Oh, regarding Ulab and NumPy, it’s like 99% of the way there. However, some important operations don’t work yet. I’m working with Zoltan to get these fixed. You may have to revert to non-vectorized code though for select/indexing operations right now.

Finally, you should print the network to see its shape output; this will help you figure out how to post-process it.

Also, I heavily recommend doing int8 quantization of the model first and verifying that before going to the MCU. It will save you a lot of time.

Awesome, thanks for the replies!

I look forward to accessing the raw outputs of the NN models with the new firmware!

Yes, the quantization is truly important.
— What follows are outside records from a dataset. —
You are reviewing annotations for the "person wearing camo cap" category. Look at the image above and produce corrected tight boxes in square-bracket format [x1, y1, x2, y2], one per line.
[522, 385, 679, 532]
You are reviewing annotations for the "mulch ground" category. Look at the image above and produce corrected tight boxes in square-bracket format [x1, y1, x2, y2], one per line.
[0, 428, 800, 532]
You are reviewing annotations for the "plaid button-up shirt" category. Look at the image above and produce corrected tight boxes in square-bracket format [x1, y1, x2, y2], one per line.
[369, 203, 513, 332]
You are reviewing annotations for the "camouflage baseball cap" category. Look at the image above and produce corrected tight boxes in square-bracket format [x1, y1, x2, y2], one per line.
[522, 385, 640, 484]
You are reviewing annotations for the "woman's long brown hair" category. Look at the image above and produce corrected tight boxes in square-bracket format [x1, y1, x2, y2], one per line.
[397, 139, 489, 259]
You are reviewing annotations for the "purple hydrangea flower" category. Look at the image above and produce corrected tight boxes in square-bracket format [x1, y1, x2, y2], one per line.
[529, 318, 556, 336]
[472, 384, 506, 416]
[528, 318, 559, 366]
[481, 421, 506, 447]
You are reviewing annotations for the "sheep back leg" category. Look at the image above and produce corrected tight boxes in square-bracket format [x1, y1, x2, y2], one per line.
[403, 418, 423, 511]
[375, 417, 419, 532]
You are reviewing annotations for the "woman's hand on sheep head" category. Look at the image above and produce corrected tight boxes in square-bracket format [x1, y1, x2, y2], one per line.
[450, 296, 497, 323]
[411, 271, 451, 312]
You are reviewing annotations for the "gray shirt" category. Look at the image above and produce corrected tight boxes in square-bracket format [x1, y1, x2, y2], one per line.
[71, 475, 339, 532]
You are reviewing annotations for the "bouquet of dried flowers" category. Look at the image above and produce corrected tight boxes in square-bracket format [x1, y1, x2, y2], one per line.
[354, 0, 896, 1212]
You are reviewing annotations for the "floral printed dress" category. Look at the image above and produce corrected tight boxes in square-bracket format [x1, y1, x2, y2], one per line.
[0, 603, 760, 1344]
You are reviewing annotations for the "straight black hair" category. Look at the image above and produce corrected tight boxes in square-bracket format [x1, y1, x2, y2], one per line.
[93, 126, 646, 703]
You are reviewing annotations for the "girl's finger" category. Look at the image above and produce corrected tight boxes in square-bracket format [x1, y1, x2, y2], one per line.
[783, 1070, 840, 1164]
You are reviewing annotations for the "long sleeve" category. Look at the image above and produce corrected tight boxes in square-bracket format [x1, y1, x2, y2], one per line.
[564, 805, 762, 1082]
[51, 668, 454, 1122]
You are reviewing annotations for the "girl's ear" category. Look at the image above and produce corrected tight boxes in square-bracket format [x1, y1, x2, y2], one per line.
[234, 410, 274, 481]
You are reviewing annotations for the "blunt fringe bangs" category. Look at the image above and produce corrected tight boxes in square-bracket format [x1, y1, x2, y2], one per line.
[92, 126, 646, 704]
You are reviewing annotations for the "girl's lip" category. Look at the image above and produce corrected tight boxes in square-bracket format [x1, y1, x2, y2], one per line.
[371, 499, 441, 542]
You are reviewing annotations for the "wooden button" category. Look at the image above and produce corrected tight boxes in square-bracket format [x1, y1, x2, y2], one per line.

I’ve found that the calibration dataset when doing it is important when using a smaller retraining dataset. You mention specifically int8, when doing the full integer quantization using the ultralytics export command (Export - Ultralytics YOLO Docs) it’s a mix of int8 and int32 values. Do you mean that this mix can cause issue and that I should to a manual quantization to make sure all values are int8 only? I have done this before, but liked the one liner from Ultralytics. Will be interesting to hear your take on this.

Cheers

Cmsisnn only accelerated int8 ops. All values should work as long as TensorFlow lite supports them. However, if you have non int8 values for conv ops you will loose a lot of speed. Non conv ops don’t really matter if they aren’t int8.